Bu kısmı bitirmeden önce şunu not etmek lazım: Uluslararası sermaye çevreleri, öyle ya da böyle, ya neoliberalizmin birikim koşullarını bir kez daha güvence altına alacaklar, ya da yeni bir birikim rejimi üzerinde uzlaşacaklar. Bu ne kadar zor ve ne kadar çetrefilli olursa olsun, kaçınılmazdır; zira bir çıkış yolunun bulunmaması, bizzat bu çevrelerin kendilerini var ettiği koşulların altını dinamitlemekten başka bir işe yaramaz. Öte yandan, neoliberalizmin potansiyel krizinin kapitalizmin krizine dönüşmesi, yani sistem karşıtı bir karakter alması ise, ancak dünyadaki emek hareketlerinin hem ulusal düzeyde hem de uluslararası düzeyde neler yapabileceğine bağlı.

2.

 Türk lirasının krizinin Kıbrıs’ın kuzeyinde nasıl deneyimlendiğine geçmeden önce, Kıbrıs’ın kuzeyinin ekonomik yapısına ilişkin kısa bir bilgilendirme yapmak elzem.

Makroekonomik Durum

2017 tarihli son resmi ve kapsamlı verilere göre işgücüne katılan kişi sayısı 128451. Bu da, toplam nüfus içinde işgücüne katılma oranının %51,2 olduğu anlamına geliyor. İşsizlik oranı ise %5,8. Devam etmeden belirtelim. Bu sayıların ve oranların genel durumu yansıtmak bakımından ne kadar güvenilir olduğu tartışma konusu, zira ülkede çok ciddi bir kayıtdışı ekonomi bulunuyor. Bu konuda çeşitli çalışmalar olsa da, Kıbrıs Türk Ticaret Odası’nın hazırladığı kapsamlı ve güncel rapora göre kayıtdışı milli gelir, kayıtlı milli gelirin %22 ila %29 arası bir orandayken, beyan edilmeyen veya düşük beyan edilen gelirler ise resmi GSMH’nin %50 ila %60’ı arasında.
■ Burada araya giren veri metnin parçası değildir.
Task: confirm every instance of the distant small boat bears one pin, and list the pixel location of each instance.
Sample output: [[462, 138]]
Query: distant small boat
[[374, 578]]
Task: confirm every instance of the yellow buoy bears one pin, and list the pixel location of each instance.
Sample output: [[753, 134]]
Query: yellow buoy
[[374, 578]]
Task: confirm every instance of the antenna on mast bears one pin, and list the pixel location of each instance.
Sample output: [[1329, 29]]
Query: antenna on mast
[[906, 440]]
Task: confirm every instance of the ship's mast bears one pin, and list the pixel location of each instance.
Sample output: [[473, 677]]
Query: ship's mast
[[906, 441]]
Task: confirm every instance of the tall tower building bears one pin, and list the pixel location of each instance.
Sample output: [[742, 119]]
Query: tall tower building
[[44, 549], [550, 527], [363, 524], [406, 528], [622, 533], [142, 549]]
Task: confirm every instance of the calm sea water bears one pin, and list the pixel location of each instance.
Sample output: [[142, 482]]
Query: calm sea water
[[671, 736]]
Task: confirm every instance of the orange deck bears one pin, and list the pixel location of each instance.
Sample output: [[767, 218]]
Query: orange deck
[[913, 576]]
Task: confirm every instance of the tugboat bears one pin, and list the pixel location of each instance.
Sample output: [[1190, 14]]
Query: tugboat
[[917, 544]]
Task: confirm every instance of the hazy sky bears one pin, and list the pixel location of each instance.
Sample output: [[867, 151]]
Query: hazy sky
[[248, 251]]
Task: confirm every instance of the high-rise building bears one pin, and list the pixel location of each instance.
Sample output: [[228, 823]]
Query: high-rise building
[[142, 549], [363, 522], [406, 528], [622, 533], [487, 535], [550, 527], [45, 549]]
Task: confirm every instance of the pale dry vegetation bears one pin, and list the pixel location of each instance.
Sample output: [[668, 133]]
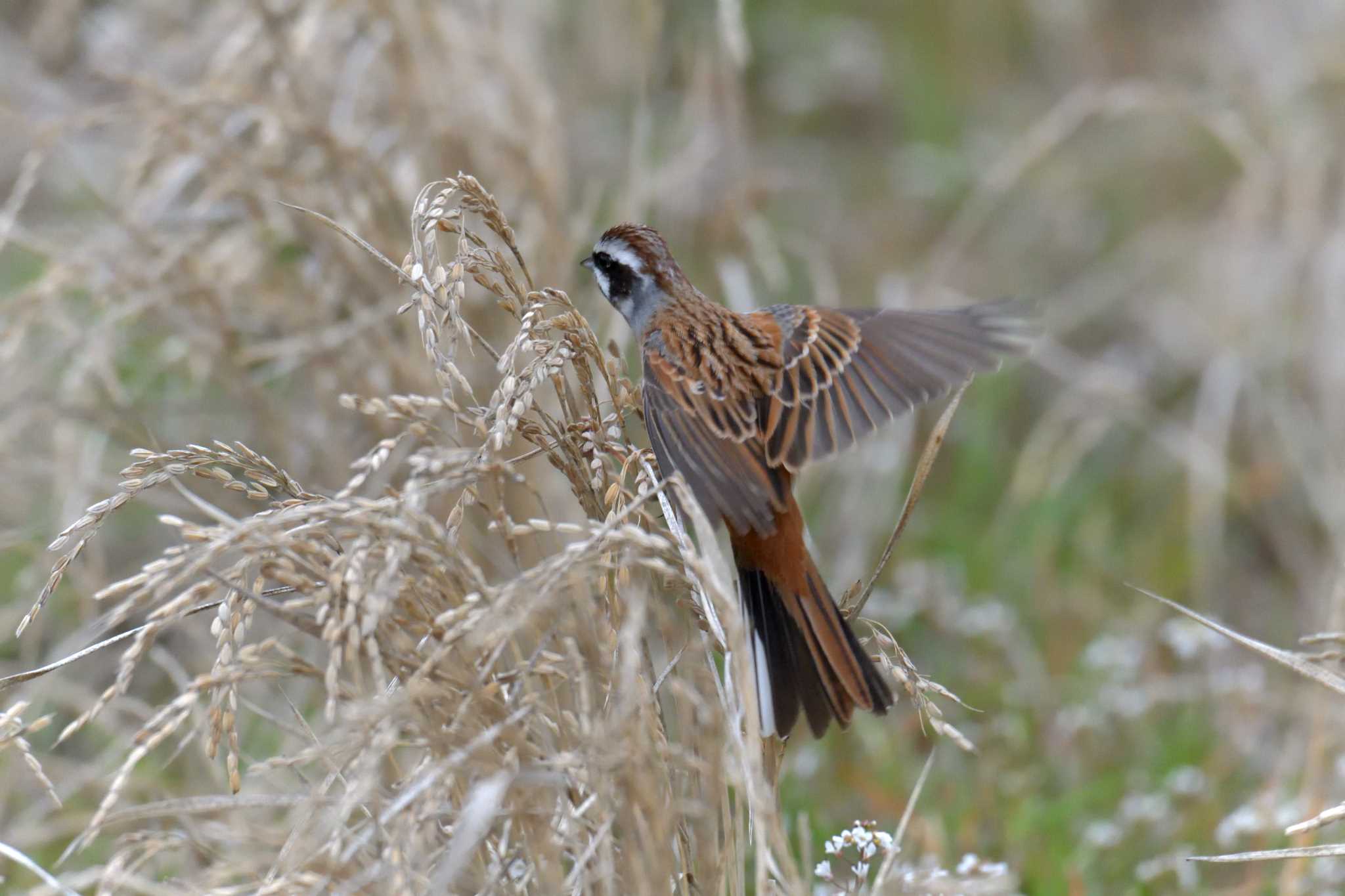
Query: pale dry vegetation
[[416, 620]]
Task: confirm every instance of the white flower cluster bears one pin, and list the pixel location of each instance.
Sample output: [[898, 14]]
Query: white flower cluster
[[864, 844]]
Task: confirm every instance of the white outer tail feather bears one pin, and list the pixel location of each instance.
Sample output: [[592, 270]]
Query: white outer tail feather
[[766, 702]]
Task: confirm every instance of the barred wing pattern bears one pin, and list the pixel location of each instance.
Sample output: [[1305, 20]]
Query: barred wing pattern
[[743, 400]]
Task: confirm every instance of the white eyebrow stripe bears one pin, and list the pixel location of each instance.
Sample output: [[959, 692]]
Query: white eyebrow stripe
[[622, 253]]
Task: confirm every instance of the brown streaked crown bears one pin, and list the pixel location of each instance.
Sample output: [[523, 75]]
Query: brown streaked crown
[[653, 251]]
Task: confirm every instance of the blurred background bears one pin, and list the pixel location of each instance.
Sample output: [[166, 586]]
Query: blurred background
[[1165, 178]]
Toplam istihdam içinde tarım sektörünün payının % 3,6, sanayi sektörünün payının % 9,2, inşaat sektörünün payının % 7,6 ve hizmetler sektörünün payının da % 79,6 olduğu görülmektedir. Görüldüğü üzere Kıbrıs’ın kuzeyinde hizmetler sektörü çok ciddi anlamda baskın durumdadır. Hizmetler sektörünün kendi içinde ise kamu sektörü toplam istihdamın %28,1’ini ve kumarhaneler dahil olmak üzere turizm sektörü de %13,8’ini tek başlarına oluşturuyorlar. Hizmet sektörünün alt sektörlerinden biri olan yükseköğrenim sektörü ise, 2017-2018 verilerine göre 101,126 öğrenciye ev sahipliği yapıyor ki bu öğrencilerin %86.7’si yurtdışından gelen öğrenciler. Yükseköğrenim sektörünün kendi içinde doğurduğu gelir bir yana, sektörün yurtdışından ülkeye ciddi miktarda öğrenci çekmesi hem konut, ulaşım, eğlence gibi yan sektörleri tetiklemekte, hem de tüm sektörler bakımından (örneğin gıda, giyim) genel anlamda talep arttırıcı bir faktör olarak ortaya çıkmaktadır. Buna ek olarak, yükseköğrenim sektörü bir ucuz işgücü arzı sunma işlevi de görmekte. Elimizde somut veriler olmasa da, yurtdışından ülkeye çalışmaya gelen kişilerin bir kısmının ülkeye öğrenci olarak giriş yaptığı, yani çalışma izni çıkarmak yerine bir üniversiteye kaydolarak ülkede çalışmaya başladığı ve bunun patronlar tarafından maliyetleri düşürücü bir yöntem olarak kullanıldığı biliniyor. Dahası, pek çok öğrencinin kayıtdışı bir biçimde ve komik ücretler karşılığında part-time olarak da çalıştırıldığı biliniyor.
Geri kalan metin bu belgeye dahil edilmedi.